Cabe ao governo realizar estudos constantes de monitoramento da qualidade da água a fim de reduzir o impacto ambiental, de modo que não haja redução da biodiversidade, e nem se esgote ou comprometa a saúde dos nossos rios, uma das maiores riquezas naturais do MS, indispensáveis também para o turismo.
André Puccinelli (MDB)
A atividade pesqueira em Mato Grosso do Sul precisa de um olhar atento e cuidadoso, para que possamos garantir a preservação dos nossos rios, das espécies de peixes e o trabalho de todos os profissionais que dependem dessa atividade.

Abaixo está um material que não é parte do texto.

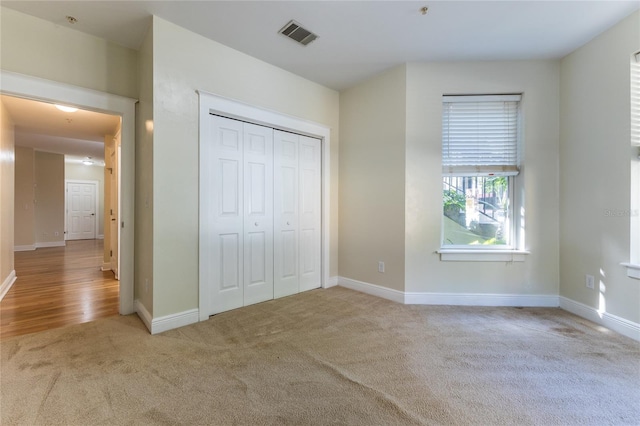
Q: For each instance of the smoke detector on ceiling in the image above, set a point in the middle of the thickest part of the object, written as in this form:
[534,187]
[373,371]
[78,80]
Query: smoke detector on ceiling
[294,31]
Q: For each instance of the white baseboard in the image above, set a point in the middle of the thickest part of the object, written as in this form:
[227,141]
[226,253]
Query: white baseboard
[482,299]
[7,283]
[144,315]
[167,322]
[372,289]
[455,299]
[51,244]
[331,282]
[615,323]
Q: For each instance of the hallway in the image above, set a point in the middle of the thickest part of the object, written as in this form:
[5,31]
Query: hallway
[58,286]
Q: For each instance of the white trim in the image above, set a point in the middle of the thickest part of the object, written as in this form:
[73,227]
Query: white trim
[633,270]
[332,282]
[143,314]
[51,91]
[96,185]
[231,108]
[613,322]
[372,289]
[453,299]
[481,299]
[8,282]
[51,244]
[482,255]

Nesse sentido é importante que seja revisto, em conjunto com as instituições responsáveis - Imasul, Embrapa, PMA, universidades e representantes das entidades de pescadores e aquicultores aqui do estado - as políticas vigentes quanto à pesca nos rios do estado, assim como atuar de forma permanente junto ao Ministério do Meio Ambiente nas questões que abordem a área.
Também é preciso pensar na modernização das ações relativas ao controle dos recursos pesqueiros, com apoio das comunidades interessadas, assim como rever os decretos solicitados pela Federação dos Pescadores e Aquicultores de Mato Grosso do Sul.
Entre as questões importantes é preciso criar alternativas para diversificar as atividades profissionais dos isqueiros/pescadores e suas famílias para suprir possíveis lacunas com as políticas de restrição da pesca no estado. Além disso, incentivar o turismo de pesca nas diversas bacias hidrográficas de Mato Grosso do Sul, além de incentivar novos nichos para o turismo de contemplação, em especial nos rios com restrição de pesca, como forma de criar oportunidades para absorver mão de obra das comunidades ribeirinhas.